Tuesday 22 January 2013

12 January 2013 - 37 and Counting


The basic idea of this blog was to record what I had listened to in the course of a year.  This morning it occurred to me that I should also keep track of the quantity consumed.  Thus, starting today, the end of each posting will contain a running total of the number of releases in their entirety.  When February kicks in I’ll also add the number of days elapsed in the year.
Today’s morning activities allowed me the opportunity to listen to only one album but it’s a beauty.

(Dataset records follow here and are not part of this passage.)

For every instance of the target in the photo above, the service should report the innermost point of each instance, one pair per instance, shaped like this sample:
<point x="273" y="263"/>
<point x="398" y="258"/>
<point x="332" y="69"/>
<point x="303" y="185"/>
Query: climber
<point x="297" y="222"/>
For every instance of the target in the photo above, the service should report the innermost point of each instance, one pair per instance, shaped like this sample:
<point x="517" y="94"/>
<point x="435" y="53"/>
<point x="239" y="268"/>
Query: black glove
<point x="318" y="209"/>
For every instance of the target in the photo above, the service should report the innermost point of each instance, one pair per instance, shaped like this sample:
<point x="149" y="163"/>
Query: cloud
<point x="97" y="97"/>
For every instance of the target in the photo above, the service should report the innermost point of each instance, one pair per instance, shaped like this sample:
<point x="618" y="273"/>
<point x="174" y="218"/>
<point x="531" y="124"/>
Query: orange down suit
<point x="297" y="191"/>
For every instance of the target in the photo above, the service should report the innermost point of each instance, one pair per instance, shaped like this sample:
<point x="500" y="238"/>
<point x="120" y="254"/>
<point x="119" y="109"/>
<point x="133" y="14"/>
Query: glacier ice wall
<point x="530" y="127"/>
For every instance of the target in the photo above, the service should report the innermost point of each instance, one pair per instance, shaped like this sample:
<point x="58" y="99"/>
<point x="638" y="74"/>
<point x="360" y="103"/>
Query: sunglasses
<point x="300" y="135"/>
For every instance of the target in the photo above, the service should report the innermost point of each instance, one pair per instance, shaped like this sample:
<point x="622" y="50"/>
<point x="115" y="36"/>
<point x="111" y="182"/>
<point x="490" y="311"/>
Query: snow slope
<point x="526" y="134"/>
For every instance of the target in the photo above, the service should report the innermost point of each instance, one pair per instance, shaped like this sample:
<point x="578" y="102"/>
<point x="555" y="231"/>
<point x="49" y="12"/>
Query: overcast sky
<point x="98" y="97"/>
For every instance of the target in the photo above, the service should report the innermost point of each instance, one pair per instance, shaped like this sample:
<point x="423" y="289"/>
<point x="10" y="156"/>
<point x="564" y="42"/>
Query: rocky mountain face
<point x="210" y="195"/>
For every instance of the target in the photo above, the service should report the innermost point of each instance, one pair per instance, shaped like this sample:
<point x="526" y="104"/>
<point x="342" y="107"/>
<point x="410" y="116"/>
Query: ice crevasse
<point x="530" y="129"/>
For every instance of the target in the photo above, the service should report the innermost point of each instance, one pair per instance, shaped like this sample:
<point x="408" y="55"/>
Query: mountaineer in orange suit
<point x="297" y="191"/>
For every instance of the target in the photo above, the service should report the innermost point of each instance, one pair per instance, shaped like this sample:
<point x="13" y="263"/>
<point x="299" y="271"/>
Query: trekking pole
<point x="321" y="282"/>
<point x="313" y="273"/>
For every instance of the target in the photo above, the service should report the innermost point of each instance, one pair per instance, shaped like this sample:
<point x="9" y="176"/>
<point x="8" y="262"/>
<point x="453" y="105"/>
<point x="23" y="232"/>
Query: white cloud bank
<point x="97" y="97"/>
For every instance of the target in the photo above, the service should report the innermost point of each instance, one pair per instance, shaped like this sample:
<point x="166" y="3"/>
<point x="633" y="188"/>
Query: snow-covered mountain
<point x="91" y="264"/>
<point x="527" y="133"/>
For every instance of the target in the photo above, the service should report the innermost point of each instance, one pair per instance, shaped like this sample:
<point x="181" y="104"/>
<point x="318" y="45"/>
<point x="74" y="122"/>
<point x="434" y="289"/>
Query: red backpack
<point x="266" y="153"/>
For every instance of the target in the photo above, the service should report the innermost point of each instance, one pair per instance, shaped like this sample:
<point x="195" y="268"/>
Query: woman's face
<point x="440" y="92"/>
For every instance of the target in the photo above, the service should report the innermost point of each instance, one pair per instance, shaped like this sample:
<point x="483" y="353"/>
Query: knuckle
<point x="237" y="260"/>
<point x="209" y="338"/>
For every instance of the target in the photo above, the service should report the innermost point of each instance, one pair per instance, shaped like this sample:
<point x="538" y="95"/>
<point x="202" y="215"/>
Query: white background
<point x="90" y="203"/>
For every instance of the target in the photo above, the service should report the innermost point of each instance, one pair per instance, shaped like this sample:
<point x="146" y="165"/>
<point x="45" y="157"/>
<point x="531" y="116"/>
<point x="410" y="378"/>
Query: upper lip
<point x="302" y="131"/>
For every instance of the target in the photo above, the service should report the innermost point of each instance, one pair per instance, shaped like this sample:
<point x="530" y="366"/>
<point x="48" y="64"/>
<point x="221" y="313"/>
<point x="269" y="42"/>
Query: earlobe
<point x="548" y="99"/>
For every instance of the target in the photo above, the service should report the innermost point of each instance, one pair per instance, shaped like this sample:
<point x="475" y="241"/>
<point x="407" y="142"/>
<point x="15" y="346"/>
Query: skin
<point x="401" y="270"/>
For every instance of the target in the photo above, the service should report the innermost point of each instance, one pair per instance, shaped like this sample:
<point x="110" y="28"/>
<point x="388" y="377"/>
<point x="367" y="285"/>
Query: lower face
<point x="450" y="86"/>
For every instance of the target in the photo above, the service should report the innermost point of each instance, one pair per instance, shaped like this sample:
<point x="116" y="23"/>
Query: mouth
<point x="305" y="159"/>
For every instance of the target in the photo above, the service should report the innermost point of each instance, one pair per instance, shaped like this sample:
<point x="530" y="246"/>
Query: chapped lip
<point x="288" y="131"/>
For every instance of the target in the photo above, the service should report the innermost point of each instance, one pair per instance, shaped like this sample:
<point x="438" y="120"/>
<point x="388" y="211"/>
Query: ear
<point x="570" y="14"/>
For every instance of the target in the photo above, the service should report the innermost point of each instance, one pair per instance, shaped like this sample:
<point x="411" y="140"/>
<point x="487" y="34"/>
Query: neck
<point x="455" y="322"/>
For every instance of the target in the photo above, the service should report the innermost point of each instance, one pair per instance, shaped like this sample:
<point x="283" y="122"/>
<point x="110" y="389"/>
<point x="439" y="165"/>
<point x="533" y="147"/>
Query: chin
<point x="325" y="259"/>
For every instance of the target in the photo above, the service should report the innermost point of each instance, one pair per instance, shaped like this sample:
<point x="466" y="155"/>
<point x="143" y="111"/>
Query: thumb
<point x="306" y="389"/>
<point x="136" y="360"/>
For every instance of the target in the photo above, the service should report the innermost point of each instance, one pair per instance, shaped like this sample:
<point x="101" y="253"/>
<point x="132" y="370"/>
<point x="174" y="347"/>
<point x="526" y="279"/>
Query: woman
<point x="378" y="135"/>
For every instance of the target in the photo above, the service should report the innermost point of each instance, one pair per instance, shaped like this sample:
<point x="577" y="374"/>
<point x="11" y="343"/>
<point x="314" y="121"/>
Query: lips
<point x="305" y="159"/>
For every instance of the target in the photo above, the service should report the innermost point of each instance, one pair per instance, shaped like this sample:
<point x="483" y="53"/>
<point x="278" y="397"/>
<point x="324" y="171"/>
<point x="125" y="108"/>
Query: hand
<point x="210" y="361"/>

(36) Elvis Costello & The Attractions – Armed Forces
Sorry to lapse into cliché but not only am I going to do it but the one I’m going to use one that is especially lazy.  In discussing this album one is practically forced to state that Elvis Costello is the Woody Allen of rock and this has nothing to do with the choice Costello’s spectacles at the time.  Armed Forces is one of the early Costello “Angry Young Man” albums which some listeners keep hoping he’ll return to in much the same way as Allen’s “Early Funny Films”.  I’ve never understood why people would want an artist to remain stagnant – it’s the shortest route to becoming irrelevant.  Once the audience thinks they know what a prolific artist will produce with the next release, they’ll eventually stop listening.  If the artist is unwilling to change their approach, the only way to keep the audience on side will be to deliberately reduce output and release new albums sparingly.  (This, I think, is the secret to AC/DC’s success among others.)  For a prolific artist like Costello this strategy would have amounted to an artistic death and, again much like Allen’s development into a tremendous director of dramas and mysteries in addition to comedies prevented his musical diversification. 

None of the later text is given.